Financial giants are expected to follow in the footsteps of Lloyds of London by setting up subsidiaries across the Continent, but analysts have cast doubt over whether this will serve as a huge blow to the British economy.

Last week, insurance giant Lloyds of London revealed its plan to set up a subsidiary business in Brussels, which is the first major British player to confirm a move outside of the UK in direct response to Brexit.

In a statement, the group’s chief executive Inga Beale pointed to the Belgium capital's robust regulatory framework and central European location.

“It is important that we are able to provide the market and customers with an effective solution that means business can carry on without interruption when the UK leaves the EU,” he said.

The announcement came just 24 hours after UK prime minister Theresa May triggered Article 50, which has set the ball rolling for Brexit negotiations to begin.

I think there will be a steady drip of operations moving, but a wholesale shift seems unlikely at this stage. Chris Beauchamp

Chris Beauchamp, senior market analyst at IG, said he expects a drift of subsidiaries to the Continent, which he described as a “common sense move”.

He said businesses need to “cover their bases” in case something happens over the next two years which prompts a so-called Hard Brexit or a “jarring turn of events”.

However, Mr Beauchamp said it was important to point out that these firms are not leaving London completely, adding: “A wholesale change to the landscape is not in anyone’s interest at this point.

“Companies simply have to react to what’s on the ground and what they are expecting, and this is the first sign of that.”

The IG analyst admitted London will have to adjust to a different world, but expects there only to be a move of small-scale operations, meaning the knock on the British economy might not be as bad as people feared.

“A lot of the heavy-weight stuff will remain in the City of London,” he said. “I think there will be a steady drip of operations moving, but a wholesale shift to Paris or Dublin or wherever seems unlikely at this stage.”

In November, the head of AIG’s European arm Anthony Baldwin admitted the insurer was debating moving its European headquarters back to Paris, less than five years after relocating to London.

Meanwhile, JP Morgan is rumoured to be eyeing up an office in Dublin which would accommodate around 1,000 people, according to FTAdviser’s parent publication the Financial Times.

In October, asset manager M&G confirmed it was looking to build a base in Luxembourg  in response to the UK’s divorce from the European Union.

Laith Khalaf, senior analyst at FTSE 100 firm Hargreaves Lansdown, echoed Mr Beauchamp’s points, adding: “I think it’s only natural that some companies will be thinking it’s better to be safe than sorry.”

He said many companies will want to move some operations to Europe to make sure their business operations stay as fluid as possible, irrespective of how the Brexit negotiations go.

“I suspect this is likely to be quite piecemeal to begin with, as companies like Lloyds simply put a foothold down on the continent which they can bolster if needs be as Brexit takes shape.”

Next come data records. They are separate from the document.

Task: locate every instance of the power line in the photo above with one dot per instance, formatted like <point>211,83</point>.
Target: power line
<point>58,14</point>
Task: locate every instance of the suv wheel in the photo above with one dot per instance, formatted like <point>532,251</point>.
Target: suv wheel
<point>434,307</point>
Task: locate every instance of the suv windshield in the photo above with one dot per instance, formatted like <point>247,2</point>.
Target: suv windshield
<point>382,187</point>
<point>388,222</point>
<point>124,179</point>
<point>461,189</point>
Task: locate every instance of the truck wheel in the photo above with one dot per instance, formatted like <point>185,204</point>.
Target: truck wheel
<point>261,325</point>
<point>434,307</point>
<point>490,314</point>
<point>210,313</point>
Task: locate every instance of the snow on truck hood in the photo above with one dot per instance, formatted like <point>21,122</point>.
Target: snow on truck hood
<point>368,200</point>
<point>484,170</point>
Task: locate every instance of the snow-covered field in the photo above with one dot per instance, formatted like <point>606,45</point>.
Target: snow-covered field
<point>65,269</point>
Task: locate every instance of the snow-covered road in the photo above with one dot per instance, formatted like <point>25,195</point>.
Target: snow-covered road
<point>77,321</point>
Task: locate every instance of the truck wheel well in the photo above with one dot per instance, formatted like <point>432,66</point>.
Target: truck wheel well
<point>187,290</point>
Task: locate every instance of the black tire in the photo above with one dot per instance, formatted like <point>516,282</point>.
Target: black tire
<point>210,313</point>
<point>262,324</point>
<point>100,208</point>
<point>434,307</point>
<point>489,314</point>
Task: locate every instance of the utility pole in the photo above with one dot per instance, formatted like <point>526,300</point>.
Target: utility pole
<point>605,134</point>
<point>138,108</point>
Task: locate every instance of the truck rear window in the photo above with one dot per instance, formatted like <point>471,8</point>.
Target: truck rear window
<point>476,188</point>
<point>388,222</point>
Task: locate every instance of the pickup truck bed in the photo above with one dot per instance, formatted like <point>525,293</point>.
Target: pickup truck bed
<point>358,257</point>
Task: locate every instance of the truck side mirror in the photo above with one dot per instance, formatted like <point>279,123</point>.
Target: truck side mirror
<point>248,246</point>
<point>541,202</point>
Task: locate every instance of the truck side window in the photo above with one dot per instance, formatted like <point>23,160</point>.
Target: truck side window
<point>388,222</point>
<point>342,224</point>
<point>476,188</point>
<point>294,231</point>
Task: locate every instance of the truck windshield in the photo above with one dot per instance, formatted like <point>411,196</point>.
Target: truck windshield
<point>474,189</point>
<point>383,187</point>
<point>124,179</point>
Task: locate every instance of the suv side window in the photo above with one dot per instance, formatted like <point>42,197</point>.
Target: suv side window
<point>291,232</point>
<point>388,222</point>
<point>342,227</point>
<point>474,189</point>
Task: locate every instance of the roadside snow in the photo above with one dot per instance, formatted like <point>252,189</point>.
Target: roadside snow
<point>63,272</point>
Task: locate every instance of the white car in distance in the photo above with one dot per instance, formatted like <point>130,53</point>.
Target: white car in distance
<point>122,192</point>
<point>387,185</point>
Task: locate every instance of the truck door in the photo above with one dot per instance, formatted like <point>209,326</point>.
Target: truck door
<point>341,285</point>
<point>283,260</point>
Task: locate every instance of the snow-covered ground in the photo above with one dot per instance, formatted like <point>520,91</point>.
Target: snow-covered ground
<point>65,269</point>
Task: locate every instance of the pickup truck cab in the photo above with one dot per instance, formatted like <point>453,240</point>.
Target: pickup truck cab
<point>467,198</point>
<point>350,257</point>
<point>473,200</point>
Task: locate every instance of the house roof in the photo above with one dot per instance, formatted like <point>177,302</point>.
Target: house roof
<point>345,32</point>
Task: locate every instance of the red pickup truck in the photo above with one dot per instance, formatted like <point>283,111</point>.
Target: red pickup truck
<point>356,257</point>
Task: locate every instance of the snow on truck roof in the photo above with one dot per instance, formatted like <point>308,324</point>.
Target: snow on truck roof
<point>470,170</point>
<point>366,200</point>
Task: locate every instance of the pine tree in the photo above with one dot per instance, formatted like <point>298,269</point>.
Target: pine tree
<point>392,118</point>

Graham Spooner, research analyst at the Share Centre, said companies will be hedging their bets in light of the Brexit vote.

However, he said he thought London's economy will stay ahead of most other financial areas and is unlikely to suffer severely from firms setting up a base across the Channel.  

“I still think these firms will need to have a big presence in London,” Mr Spooner said, questioning whether some big plans will come to fruition.